Firstly, do not choose "Create new cloud service" but select the name of your first VMs cloud service. Also, do not add an HTTP endpoint, we will link the load balanced one after creation.

Once the VM is started, click to select it and choose "Endpoints". Click "Add" but instead of choosing "add a stand-alone endpoint", choose the option for "Add an endpoint to an existing load-balanced set" and select the load balancing endpoint you setup for the first new VM.

Once this is done, the easiest way to test it is to alter the default page on each server in some way that you can tell which server is supplying the page. Don't expose anything useful about the server, for instance, you probably should avoid returning the azure cloud service name (which is not exactly private but is not necessarily public either) and instead return something innocuous like "Server 1" and "Server 2"

Now visit the site and keep hitting ctrl-F5 to force refresh and make sure that you get pages served from both servers. They won't necessarily alternate exactly in turn but as long as you see both, it is working OK.

Deploying your Project

Deployment and change control is obviously a big subject and not something you should just jump into. My experience is that you want quick, easy deployments (especially when someone is waiting for an urgent fix!) but it should also be easy to rollback if you deploy something that doesn't work properly. In addition, you should have good visibility of changes, because trying to track down a bug if you are not properly tagging code changes can be really difficult. In a recent bug I had, because I could diff the code changes, I knew that the problem was a broken deployment and not a code error.
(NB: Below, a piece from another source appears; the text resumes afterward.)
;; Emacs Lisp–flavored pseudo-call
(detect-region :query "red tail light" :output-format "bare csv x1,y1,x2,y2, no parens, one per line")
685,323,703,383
My code lives in Subversion and I tag releases before they go live. What I plan to do is to write a Powershell script that can use the remote powershell functionality to 1) copy the current live site to a backup directory 2) Pull in a labelled tag from Subversion into the web root and 3) Provide the option to rollback the deployment if it all goes wrong. I haven't written this yet but it should be fairly easy since it will mostly use svn command-line arguments and a few directory copies. It might have to use some IIS functions to point the site to different directories, which might be easier than copying files over the top of other files (which always goes wrong when a process has them open/in-use).